WE ARE not human beings who have spiritual experiences, but spiritual beings who have human experiences. So wrote Pierre Teilhard de Chardin. In this important and challenging cri de coeur, the psychotherapist and erstwhile Anglican priest Mark Vernon confirms that “spiritual intelligence is basic to being human.”
But he is fearful that “it has become so overlooked and sidelined in the modern world that people are inclined to . . . deny that it exists altogether.” So, we must wake up to it before it is too late: our future as a species may depend on it. Homo spiritualis is at risk of suppression in an age when it is reductionist scientism and materialism that are dictating how our humanity, and the environment that we inhabit physically, emotionally, and intellectually, are being understood, articulated, and threatened.
But what is spiritual intelligence? Well, anyone who has thoughts, feelings, and experiences can do so only because of the side of life which spiritual intelligence sees is operative and active. It is a type of perception “which delivers a felt sense that our experience of things is connected to a wider vitality . . . that there is more underpinning existence, and this appears upon closer inspection to be unvaryingly, universally, energetically present”.
Crucially, it is not the opposite of the material, but, rather, is the reason that the material world can be so radiant. It is fundamental to grasping the nature of being, and “can be said to be prior to religion”.
In an approach reminiscent of the most influential wisdom traditions, Vernon takes us through a series of seven steps designed to deepen understanding of spiritual intelligence and its place in our lives. It is an invitation “to step into another relationship with the world that is richer and an enlargement”.
From the beginning, Homo sapiens has always been Homo spiritualis, and from this initial state individuality emerged. But subjectivity has been subordinated to so-called “objective truth” in modern times — a step that spiritual intelligence radically challenges. Step four relates spiritual intelligence to the concept of soul, and step five offers a profoundly moving reflection on how spiritual intelligence affects our approach to death and dying.
The final two steps argue for virtue as the most appropriate moral articulation of spiritual intelligence, and how it can creatively inform our relationship to time and “the capacity to embrace crises and irruptions”.

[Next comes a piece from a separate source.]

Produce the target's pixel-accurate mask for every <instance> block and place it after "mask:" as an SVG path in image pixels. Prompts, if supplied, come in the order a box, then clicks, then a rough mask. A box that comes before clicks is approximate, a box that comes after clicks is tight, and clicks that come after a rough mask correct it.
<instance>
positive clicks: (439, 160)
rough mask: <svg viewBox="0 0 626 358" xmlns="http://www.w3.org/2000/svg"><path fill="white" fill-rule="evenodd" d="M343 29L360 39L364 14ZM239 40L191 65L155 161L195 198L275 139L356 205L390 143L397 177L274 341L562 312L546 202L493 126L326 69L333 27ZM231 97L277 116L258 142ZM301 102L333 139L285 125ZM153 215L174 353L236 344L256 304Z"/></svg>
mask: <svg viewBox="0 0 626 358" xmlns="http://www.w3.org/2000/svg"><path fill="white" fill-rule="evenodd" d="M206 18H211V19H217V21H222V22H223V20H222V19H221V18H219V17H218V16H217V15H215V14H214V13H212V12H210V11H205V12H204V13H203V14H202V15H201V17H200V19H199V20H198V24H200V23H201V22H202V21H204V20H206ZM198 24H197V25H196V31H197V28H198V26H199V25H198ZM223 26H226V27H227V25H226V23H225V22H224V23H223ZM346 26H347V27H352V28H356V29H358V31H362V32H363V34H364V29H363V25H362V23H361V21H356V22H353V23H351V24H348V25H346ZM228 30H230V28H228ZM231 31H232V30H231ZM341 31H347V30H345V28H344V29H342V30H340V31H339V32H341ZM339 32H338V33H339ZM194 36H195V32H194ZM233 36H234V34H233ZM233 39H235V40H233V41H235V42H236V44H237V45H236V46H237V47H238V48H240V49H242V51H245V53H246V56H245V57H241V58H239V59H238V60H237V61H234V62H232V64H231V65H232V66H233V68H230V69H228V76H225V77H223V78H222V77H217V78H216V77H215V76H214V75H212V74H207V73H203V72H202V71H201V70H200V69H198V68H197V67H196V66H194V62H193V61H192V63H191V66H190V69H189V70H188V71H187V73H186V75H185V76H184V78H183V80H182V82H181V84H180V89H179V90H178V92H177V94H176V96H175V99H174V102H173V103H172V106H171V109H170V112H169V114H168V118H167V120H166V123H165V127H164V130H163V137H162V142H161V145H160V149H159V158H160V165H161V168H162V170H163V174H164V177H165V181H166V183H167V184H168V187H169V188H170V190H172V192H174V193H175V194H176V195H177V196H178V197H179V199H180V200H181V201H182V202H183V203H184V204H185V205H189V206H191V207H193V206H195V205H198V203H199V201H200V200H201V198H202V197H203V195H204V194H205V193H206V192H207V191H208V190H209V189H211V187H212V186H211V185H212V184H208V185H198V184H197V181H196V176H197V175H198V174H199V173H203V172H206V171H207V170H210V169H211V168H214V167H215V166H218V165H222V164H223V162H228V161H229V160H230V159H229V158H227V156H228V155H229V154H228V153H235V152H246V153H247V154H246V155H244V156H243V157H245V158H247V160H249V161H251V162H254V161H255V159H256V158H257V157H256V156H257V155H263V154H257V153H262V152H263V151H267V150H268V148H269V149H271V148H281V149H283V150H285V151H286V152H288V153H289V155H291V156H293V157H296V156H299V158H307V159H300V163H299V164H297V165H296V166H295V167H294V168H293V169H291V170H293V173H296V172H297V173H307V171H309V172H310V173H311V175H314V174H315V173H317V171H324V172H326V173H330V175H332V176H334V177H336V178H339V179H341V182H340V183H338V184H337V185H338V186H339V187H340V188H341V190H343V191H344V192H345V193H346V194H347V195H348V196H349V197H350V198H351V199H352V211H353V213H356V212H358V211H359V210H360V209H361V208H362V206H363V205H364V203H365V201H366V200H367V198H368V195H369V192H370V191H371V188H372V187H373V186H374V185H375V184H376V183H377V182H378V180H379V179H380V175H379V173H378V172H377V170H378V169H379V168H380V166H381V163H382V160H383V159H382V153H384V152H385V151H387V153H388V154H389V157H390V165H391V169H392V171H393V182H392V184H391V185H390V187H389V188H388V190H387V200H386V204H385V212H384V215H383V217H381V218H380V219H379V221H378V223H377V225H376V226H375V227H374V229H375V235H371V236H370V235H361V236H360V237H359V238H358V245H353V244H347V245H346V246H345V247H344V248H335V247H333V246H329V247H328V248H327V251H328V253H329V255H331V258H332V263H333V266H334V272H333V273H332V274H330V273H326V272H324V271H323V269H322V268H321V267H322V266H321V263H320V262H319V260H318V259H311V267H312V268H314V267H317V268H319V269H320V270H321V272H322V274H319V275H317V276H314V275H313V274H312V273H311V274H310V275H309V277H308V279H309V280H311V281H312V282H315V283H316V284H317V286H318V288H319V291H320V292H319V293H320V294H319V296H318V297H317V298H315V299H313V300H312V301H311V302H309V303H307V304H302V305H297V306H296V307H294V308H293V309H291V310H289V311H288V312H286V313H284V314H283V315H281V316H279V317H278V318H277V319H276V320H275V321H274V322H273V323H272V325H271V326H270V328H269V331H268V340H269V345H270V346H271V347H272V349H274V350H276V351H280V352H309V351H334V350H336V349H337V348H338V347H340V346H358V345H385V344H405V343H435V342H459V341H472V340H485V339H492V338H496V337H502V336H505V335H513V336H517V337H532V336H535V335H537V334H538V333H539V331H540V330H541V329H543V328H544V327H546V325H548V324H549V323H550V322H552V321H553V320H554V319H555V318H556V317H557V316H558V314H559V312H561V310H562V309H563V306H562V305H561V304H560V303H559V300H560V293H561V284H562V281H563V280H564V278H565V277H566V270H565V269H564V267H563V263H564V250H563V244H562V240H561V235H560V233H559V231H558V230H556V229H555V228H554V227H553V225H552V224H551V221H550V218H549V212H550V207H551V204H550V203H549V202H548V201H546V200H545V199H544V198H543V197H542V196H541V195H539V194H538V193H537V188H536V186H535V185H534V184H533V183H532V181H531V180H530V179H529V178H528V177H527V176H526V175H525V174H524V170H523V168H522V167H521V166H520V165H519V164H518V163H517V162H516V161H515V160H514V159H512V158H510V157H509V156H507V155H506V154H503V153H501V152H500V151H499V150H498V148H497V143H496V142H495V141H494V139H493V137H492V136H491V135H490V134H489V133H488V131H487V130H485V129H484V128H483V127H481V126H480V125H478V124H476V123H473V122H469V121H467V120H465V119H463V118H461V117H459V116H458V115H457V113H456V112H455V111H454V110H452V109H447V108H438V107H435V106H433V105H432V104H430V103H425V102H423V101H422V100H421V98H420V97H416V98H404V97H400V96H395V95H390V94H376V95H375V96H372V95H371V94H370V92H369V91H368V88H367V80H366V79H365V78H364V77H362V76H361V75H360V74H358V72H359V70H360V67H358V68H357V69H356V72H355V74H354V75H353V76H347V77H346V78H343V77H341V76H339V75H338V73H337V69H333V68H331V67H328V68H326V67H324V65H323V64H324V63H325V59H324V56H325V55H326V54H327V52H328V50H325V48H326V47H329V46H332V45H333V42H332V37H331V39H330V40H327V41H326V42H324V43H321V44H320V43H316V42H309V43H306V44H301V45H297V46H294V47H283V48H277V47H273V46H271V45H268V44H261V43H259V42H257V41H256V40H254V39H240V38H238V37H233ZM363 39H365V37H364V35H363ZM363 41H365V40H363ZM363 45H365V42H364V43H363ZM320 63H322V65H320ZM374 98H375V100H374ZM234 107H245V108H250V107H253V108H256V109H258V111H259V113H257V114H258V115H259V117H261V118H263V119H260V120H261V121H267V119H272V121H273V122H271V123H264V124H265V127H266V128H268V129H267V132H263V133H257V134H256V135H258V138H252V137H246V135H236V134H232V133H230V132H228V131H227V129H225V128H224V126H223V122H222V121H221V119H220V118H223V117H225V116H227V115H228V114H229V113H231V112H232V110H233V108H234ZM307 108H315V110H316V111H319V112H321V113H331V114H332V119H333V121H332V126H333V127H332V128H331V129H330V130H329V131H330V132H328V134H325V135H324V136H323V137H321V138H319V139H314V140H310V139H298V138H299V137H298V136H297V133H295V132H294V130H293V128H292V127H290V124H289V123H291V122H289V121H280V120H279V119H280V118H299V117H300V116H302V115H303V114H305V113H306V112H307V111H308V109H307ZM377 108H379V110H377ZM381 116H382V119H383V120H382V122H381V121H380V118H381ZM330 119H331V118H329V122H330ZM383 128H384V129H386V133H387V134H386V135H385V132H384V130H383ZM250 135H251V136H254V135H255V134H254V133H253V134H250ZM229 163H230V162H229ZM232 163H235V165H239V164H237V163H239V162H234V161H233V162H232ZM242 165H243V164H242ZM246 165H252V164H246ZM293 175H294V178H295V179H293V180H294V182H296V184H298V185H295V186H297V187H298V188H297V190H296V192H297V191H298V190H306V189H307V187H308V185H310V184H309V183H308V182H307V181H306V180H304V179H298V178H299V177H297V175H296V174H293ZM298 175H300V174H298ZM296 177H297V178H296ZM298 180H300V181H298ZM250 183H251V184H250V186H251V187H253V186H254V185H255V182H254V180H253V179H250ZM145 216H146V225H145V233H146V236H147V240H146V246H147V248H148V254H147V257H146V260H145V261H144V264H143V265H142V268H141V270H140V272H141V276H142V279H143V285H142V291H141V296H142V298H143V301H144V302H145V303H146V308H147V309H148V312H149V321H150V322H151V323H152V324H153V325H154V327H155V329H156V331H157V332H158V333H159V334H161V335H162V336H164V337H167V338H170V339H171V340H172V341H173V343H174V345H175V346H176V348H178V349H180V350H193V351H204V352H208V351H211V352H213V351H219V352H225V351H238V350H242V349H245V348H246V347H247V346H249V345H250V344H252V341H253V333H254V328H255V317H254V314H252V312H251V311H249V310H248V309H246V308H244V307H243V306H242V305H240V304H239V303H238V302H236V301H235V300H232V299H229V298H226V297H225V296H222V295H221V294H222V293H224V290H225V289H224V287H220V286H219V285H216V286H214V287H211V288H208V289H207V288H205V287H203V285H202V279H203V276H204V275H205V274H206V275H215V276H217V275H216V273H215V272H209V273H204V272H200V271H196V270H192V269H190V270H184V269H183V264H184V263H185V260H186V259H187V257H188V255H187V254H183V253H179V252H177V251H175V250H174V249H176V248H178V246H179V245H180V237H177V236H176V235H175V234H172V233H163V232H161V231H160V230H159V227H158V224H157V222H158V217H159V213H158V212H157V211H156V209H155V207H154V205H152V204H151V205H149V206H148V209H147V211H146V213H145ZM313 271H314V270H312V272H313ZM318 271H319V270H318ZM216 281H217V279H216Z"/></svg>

While he believes that “ours is a moment for a conversion of sorts,” as an agnostic, he asserts that this should not be “to any one theological system or particular revelation”. That said, religious figures such as Jesus, the Buddha, and Confucius feature regularly, even if he remains sceptical about the effectiveness of today’s Church when it comes to fostering spiritual intelligence.This remarkable journey engages easily with Eastern mysticism, Western film and fiction, personal biography, and professional psychotherapy, citing luminaries from Socrates to William Blake — and even an illuminating shopping expedition for tomato soup.
If our times are spiritually impoverished, then Vernon offers a pathway towards the rediscovery, appreciation, and activation of spiritual intelligence as essential to our basic humanity, and crucial to our future flourishing.